Background: The current study was conducted to asses the safety profile and clinical activity of rituximab in combination with fludarabine and cyclophosphamide in patients with recurrent follicular lymphoma (FL).
Methods: This study was a noncomparative, multicenter, phase II study. Between March 2000 and December 2002, 54 patients with recurrent FL were enrolled in the FC+R trial. Patients received fludarabine at a dose of 25 mg/m(2) and cyclophosphamide at a dose of 300 mg/m(2) daily for 3 consecutive days, every 3 weeks for 4 cycles. Rituximab was administered at a dose of 375 mg/m(2) beginning 2 weeks after the first course of fludarabine and cyclophosphamide and then on Day 1 of each cycle thereafter. The planned treatment duration was 10 weeks.

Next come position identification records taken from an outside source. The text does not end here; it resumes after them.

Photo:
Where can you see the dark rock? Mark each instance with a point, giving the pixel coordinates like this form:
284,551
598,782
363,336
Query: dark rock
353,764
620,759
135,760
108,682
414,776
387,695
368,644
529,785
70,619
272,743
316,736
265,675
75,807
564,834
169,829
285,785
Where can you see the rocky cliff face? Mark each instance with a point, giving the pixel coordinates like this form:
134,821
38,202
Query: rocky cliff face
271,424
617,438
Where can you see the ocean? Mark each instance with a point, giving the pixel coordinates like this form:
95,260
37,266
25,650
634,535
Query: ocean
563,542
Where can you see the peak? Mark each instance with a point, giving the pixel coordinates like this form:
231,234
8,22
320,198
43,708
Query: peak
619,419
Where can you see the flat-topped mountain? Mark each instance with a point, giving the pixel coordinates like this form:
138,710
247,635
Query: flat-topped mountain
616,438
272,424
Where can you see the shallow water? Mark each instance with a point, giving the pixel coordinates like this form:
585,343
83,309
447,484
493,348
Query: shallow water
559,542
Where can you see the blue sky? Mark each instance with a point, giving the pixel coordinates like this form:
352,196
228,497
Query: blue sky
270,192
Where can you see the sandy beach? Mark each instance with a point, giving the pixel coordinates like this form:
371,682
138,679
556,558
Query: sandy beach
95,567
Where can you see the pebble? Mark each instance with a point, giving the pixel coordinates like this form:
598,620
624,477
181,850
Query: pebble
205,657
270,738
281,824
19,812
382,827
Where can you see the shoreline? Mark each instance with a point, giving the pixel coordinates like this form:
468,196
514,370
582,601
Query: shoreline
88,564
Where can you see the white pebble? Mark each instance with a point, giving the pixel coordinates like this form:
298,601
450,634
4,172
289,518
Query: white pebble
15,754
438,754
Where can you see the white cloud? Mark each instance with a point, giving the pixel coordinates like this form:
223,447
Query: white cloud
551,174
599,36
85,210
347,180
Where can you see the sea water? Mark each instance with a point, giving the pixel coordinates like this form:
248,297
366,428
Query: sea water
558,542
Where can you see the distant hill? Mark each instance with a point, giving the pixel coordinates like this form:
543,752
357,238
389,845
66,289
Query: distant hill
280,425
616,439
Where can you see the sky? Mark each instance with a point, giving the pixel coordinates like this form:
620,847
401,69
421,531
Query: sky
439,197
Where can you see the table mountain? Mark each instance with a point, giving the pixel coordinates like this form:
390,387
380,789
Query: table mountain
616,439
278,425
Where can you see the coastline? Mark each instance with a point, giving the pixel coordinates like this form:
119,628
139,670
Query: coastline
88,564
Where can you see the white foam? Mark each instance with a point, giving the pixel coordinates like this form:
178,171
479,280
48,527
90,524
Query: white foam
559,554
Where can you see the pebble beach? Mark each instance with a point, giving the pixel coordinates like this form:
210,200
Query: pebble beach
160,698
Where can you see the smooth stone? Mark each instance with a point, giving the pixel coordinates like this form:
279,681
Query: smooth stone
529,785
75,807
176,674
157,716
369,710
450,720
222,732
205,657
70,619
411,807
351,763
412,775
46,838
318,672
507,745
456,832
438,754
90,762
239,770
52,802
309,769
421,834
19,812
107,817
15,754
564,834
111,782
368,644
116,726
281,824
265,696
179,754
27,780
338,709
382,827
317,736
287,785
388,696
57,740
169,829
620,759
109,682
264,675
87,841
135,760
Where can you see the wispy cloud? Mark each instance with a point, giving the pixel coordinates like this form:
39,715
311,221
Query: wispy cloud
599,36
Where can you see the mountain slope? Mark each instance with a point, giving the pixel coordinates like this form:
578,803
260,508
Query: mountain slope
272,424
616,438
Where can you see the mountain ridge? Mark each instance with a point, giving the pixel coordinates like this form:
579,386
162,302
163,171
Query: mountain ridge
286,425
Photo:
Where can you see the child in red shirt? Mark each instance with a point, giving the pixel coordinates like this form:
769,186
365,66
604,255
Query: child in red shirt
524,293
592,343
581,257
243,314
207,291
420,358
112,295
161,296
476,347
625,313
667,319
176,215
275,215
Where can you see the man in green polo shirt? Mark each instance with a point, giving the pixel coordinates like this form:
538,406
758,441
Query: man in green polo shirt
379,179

Results: Overall, 92% of patients completed the planned therapy in 10 to 14 weeks and 74% achieved a complete response (CR). Among patients with BCL2-positive bone marrow, 86% obtained a molecular disease remission (MR). The median survival from treatment (SFT), the duration of disease remission (DR), and time to disease progression (TTP) had not been reached after a median follow-up of 45 months. Of the baseline characteristics, >2 previous treatments, BCL2-positive bone marrow, and low Follicular Lymphoma International Prognostic Index (FLIPI) score were found to be associated with better DR and/or TTP. Hematologic toxicity was transient and reversible, with the exception of 3 patients with severe and prolonged neutropenia. Three patients presented with infections, 1 of whom died of bronchopneumonia.
Conclusions: The FC+R scheme, a nonanthracycline-containing regimen lasting up to 10 weeks, was found to be relatively well-tolerated and demonstrated significant antilymphoma activity with excellent clinical CR and molecular response rates.